CA PARIS (pôle 5 ch. 9), 7 février 2013 : RG n° 12/01230 

Publication : Jurica

 

Extrait : « Considérant qu'au soutien de sa demande d'indemnité en réparation du dommage résultant du déséquilibre contractuel allégué consécutif au double emploi constitué par la double stipulation d'une indemnité de privation de jouissance et d'une indemnité de résiliation contractuelle, l'appelante invoque aussi l’article L. 442-6, I, 2° du code de commerce en soutenant qu'en imposant ces deux indemnités en cas de résiliation du contrat, le crédit-bailleur a créé un déséquilibre dans les droits et obligations des parties en imposant au crédit-preneur deux types d'indemnité faisant « manifestement » double emploi ;

Mais considérant que la société SPID ne démontre pas en quoi les deux stipulations critiquées font double emploi, puisque l'une d'elles répare le préjudice résultant de la résiliation anticipée du contrat par la faute du crédit-preneur tandis que l'autre répare le dommage résultant du défaut de restitution du bien loué dans les 8 jours de la résiliation du contrat, les deux dommages n'intervenant pas forcément cumulativement ;

Qu'en outre, les deux contrats litigieux de crédit-bail ont été souscrit les 6 et 27 janvier 2005 et que le texte invoqué par l'appelante a été postérieurement introduit dans le code de commerce par l’article 93 de la loi n° 2008-776 du 4 août 2008 dite de « modernisation de l'économie », de sorte que la disposition légale invoquée n'est pas applicable à la cause ».

 

RÉPUBLIQUE FRANÇAISE

AU NOM DU PEUPLE FRANÇAIS

 

COUR D’APPEL DE PARIS

PÔLE 5 CHAMBRE 9

ARRÊT DU 7 FÉVRIER 2013

 

ÉLÉMENTS D’IDENTIFICATION DE LA DÉCISION       (N.B. : mention ne figurant pas sur l’original)

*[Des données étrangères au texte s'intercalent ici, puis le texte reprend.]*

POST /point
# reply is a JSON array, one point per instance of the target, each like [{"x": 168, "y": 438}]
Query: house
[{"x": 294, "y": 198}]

R.G. n° 12/01230. Décision déférée à la Cour : Jugement du 25 novembre 2011 - Tribunal de Commerce de PARIS (10ème chambre) : RG n° 2010/024971.

 

APPELANTE :

SARL SPID COLIS SYSTEM

ayant son siège social [adresse], prise en la personne de son gérant domicilié en cette qualité audit siège, représentée par : Maître François TEYTAUD (avocat au barreau de PARIS, toque : J125)

 

INTIMÉE :

SA BNP PARIBAS LEASE GROUP

ayant son siège social [adresse], prise en la personne de son gérant domicilié en cette qualité audit siège, représentée par : Maître Patrick BETTAN de la AARPI DES DEUX PALAIS (avocat au barreau de PARIS, toque : L0078), assistée de : Maître Nicolas CROQUELOIS (avocat au barreau de PARIS, toque : L0098)

 

COMPOSITION DE LA COUR : L'affaire a été débattue le 16 janvier 2013, en audience publique, devant la Cour composée de : Monsieur Patrice MONIN-HERSANT, Président, Monsieur François FRANCHI, Président, Monsieur Gérard PICQUE, Conseiller, qui en ont délibéré,

Un rapport a été présenté à l'audience par Monsieur Gérard PICQUE dans les conditions prévues par l’article 785 du Code de procédure civile,

Greffier, lors des débats : Monsieur Bruno REITZER,

MINISTÈRE PUBLIC : L'affaire a été communiquée au ministère public.

ARRÊT : - contradictoire, - rendu publiquement par mise à disposition de l'arrêt au greffe de la Cour, les parties en ayant été préalablement avisées dans les conditions prévues au deuxième alinéa de l’article 450 du code de procédure civile, - signé par Monsieur Patrice MONIN-HERSANT, Président et par Monsieur Bruno REITZER, Greffier présent lors du prononcé.

 

EXPOSÉ DU LITIGE                                                           (N.B. : mention ne figurant pas sur l’original)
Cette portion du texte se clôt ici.